Originally posted by THUDandBLUNDERThat is a function of n. For n=1, the probabilty is 1/4, and I believe as n approaches infinity, the probability approaches 1/2 (someone better at math than I will have to confirm that).
What about if they both had n coins.
What would the probability be then?
Not sure what that has to do with your original problem, since the answer is always 1/2 there, regardless of n.
Not sure what that has to do with your original problem, since the answer is always 1/2 there, regardless of n.[/b]I don't think the problem is as easy as everyone seems to think it is. I think the answer is 1/2 only if n=0, which is why the above answers are only conditionally correct. Here's what I think it is:
if they both had n coins, then the probability of Bill getting more heads would be n/(2n+2). This is very easy to show.

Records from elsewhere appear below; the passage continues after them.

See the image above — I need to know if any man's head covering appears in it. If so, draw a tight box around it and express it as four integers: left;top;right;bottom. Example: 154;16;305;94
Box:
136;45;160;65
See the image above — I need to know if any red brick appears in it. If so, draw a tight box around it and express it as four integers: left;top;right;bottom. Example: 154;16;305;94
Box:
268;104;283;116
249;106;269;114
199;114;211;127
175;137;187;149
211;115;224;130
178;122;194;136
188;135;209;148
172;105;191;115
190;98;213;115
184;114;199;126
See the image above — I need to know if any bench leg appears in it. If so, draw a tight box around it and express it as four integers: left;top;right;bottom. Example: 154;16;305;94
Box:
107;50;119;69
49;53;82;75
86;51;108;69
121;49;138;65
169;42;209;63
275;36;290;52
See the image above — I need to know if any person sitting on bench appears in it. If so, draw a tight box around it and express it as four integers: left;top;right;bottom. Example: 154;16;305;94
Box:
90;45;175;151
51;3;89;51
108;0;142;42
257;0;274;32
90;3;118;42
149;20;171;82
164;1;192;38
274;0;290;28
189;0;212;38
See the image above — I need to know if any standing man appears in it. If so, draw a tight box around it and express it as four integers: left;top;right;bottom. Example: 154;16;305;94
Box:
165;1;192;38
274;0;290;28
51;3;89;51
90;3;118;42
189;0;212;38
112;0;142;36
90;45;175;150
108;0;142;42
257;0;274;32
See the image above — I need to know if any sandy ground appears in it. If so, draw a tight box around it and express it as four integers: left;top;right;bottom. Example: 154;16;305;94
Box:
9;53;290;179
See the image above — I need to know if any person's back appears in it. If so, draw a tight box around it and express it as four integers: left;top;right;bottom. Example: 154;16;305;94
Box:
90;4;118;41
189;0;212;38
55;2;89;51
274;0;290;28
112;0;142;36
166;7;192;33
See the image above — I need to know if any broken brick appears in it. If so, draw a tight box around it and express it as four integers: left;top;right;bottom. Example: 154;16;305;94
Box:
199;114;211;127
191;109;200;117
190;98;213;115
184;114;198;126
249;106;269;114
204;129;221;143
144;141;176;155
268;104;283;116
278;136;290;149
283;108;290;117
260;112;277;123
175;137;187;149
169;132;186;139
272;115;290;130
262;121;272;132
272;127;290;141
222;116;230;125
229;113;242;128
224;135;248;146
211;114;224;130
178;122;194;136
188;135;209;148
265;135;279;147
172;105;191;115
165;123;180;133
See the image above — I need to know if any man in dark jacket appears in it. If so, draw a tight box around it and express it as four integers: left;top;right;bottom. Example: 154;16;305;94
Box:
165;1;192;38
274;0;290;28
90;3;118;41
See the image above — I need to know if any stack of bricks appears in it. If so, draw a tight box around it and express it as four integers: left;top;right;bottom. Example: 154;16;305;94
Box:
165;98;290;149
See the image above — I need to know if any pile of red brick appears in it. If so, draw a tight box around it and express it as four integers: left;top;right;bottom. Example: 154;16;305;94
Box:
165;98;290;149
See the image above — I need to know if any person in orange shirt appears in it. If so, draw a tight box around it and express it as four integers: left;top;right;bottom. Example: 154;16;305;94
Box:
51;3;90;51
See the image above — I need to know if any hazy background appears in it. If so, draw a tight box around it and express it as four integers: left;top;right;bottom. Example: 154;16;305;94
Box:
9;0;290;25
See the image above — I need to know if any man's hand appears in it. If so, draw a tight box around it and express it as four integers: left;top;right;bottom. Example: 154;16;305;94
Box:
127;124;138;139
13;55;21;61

So my approach is the following: consider they both throw n coins, and the probability of Bill having more heads is given above. Then consider that Bill has one more coin to throw which of course can be heads with 1/2 probability. Then the overall probability that Bill gets more heads should simply be a weighted average of these probabilities:
(n(n/2n+2) + 1/2)/(n+1).
This only equals 1/2 for n=0, which makes sense. for all other possibilities, it depends on n.
THUD, is this right?
Originally posted by davegageActually, Bowmann was right for n+1 coins but he gave no reasoning.
if they both had n coins, then the probability of Bill getting more heads would be n/(2n+2). This is very easy to show.
THUD, is this right?
When they both have n coins the calculation is a bit more complicated.
yeah, after i look at it, Bowmann is right: the answer is 1/2 regardless of n.
the n/(2n+2) is right for n coins each, but i don't think i can take the weighted average like i did.
the proof that the answer to the original question is 1/2 is straightforward now that i think about it:
bill has n+1 coins, ben has n:
consider that ben has gotten i heads (i = 0,1,2,3,...,n). Then Bill has gotten j heads (j = 0,1,2,...,n+1). Then there are clearly (n+1)(n+2) possibilities (you have to include the zero). But the number of times that Bill has more heads than Ben is only given by SUMMATION(from i=1 to i=n+1) of i. this is equal to (1/2)(n+1)(n+2) (this is easy to show by simple number theory). then the probability we are looking for is (1/2)(n+1)(n+2)/((n+1)(n+2)) = 1/2.
that was probably clear as mud, but it works out...little hard to generalize in clear terms.
good problem.